Service, Tool, System
Provider
Location (Country), Server Location
Terms of Use, Privacy Policy, Data Processing
9. Contact Forms, Comment Functionality
9.1 Contact Forms
When you use the contact forms on our website or send us an email, your personal data is processed by us. This information, as well as your IP address, and the date and time of your contact request, are transmitted by your browser or email client and stored in our systems. Without such processing of your personal data, we cannot respond to your request. Collecting technical data is necessary to prevent misuse of the contact form and to ensure the security of our systems.
Personal data is deleted periodically. We do not merge this personal data with other data sources. There is no transfer of data to third parties unless necessary to respond to your inquiry.
9.2 Comment Functionality
Our website currently does not offer a comment feature.
10. Copyrights
All content on this website is either copyrighted, Copyright by BodyLab, or we have obtained a license to use parts of the website not attributed to our copyright. All rights strictly reserved. We also refer you to our terms of use for this website.
11. Disclaimer
Regarding our liability in connection with the use of this website, we refer to our Terms of Use.

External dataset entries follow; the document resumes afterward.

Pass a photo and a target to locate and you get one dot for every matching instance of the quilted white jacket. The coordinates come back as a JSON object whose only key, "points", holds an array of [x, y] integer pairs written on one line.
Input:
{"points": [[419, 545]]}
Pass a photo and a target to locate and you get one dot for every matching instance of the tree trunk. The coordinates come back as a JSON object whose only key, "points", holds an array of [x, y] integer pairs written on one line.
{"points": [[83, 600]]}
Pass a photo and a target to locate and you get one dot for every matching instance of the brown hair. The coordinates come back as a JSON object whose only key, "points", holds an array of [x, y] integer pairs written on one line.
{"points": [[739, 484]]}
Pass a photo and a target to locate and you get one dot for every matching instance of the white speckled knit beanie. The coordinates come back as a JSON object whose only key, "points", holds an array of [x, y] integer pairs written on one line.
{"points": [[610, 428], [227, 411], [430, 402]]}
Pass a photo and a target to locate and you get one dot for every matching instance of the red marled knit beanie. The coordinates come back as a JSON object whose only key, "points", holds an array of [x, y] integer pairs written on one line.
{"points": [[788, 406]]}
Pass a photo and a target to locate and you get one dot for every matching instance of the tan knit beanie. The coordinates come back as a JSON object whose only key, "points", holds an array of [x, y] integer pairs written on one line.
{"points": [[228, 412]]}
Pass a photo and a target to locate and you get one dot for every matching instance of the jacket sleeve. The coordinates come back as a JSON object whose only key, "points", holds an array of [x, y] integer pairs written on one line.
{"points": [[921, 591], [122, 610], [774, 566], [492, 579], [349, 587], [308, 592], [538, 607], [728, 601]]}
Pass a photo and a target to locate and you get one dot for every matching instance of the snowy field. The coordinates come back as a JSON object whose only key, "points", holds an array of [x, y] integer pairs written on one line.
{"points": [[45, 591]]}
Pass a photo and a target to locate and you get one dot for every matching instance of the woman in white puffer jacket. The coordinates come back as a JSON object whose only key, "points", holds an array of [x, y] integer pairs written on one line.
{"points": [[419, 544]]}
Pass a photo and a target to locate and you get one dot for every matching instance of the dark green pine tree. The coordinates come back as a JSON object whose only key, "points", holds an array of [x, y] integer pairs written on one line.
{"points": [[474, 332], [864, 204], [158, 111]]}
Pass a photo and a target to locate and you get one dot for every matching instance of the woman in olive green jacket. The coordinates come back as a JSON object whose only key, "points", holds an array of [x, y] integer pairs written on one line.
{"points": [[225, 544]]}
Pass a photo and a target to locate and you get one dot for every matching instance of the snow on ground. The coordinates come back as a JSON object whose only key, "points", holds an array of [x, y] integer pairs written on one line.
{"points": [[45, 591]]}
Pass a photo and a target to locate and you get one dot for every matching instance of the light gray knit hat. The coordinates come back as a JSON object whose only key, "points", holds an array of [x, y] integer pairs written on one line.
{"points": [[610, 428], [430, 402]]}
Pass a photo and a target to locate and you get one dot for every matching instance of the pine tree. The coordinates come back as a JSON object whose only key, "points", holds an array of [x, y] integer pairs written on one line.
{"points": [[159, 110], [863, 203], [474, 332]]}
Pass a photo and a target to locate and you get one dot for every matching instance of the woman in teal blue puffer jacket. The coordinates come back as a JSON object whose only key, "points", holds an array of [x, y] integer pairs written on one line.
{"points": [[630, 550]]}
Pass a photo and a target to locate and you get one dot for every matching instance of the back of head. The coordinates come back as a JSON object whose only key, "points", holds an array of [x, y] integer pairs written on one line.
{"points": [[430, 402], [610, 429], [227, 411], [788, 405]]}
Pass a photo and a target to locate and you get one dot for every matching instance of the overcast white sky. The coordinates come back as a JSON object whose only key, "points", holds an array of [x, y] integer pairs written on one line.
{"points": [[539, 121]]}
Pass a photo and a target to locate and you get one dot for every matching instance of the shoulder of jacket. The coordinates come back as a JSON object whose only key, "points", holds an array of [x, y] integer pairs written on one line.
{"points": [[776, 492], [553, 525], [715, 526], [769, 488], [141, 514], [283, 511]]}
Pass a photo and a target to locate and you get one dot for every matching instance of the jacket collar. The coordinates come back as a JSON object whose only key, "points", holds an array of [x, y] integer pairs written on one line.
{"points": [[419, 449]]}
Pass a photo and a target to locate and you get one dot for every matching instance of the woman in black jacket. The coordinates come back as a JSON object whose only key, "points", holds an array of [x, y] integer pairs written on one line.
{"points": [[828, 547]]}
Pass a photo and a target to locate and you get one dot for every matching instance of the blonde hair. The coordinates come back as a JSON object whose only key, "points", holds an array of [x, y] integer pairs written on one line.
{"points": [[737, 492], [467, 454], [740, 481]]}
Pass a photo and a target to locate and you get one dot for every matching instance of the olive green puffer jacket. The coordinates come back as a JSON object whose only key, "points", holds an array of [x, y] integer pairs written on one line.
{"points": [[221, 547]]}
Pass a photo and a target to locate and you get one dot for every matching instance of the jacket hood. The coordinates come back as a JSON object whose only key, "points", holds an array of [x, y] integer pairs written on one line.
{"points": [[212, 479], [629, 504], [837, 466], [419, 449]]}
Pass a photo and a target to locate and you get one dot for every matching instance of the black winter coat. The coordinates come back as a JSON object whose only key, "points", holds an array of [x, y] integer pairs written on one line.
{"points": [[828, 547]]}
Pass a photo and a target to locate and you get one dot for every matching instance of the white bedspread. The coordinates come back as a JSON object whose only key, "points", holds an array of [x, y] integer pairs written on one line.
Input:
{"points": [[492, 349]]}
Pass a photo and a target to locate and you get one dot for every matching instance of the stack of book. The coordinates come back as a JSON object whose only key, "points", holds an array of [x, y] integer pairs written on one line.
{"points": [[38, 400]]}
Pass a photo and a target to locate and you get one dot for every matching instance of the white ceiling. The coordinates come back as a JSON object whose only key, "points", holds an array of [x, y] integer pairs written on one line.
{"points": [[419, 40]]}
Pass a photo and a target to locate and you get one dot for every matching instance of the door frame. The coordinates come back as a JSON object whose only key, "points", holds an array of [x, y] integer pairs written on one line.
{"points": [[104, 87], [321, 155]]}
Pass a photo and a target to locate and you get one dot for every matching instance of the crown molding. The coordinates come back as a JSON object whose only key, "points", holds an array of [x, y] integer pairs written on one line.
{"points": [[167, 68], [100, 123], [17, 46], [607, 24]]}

12. Current Relevance and Changes
As we continue to evolve our website, implement new technologies, adjust our internal processes, or adapt to changes in legal frameworks, it may become necessary to update this privacy policy. We, therefore, reserve the right to change this privacy policy at any time while adhering to data protection regulations and laws.
Since the privacy policy may change, we recommend visiting this page from time to time to stay informed about the latest version of the privacy policy.
The latest version of the privacy policy can always be accessed freely on our website.
The currently valid privacy policy is written in German. Any translated versions we may provide are for informational purposes and better understanding only. In the event of disputes, the German text is legally binding and takes precedence over other language versions.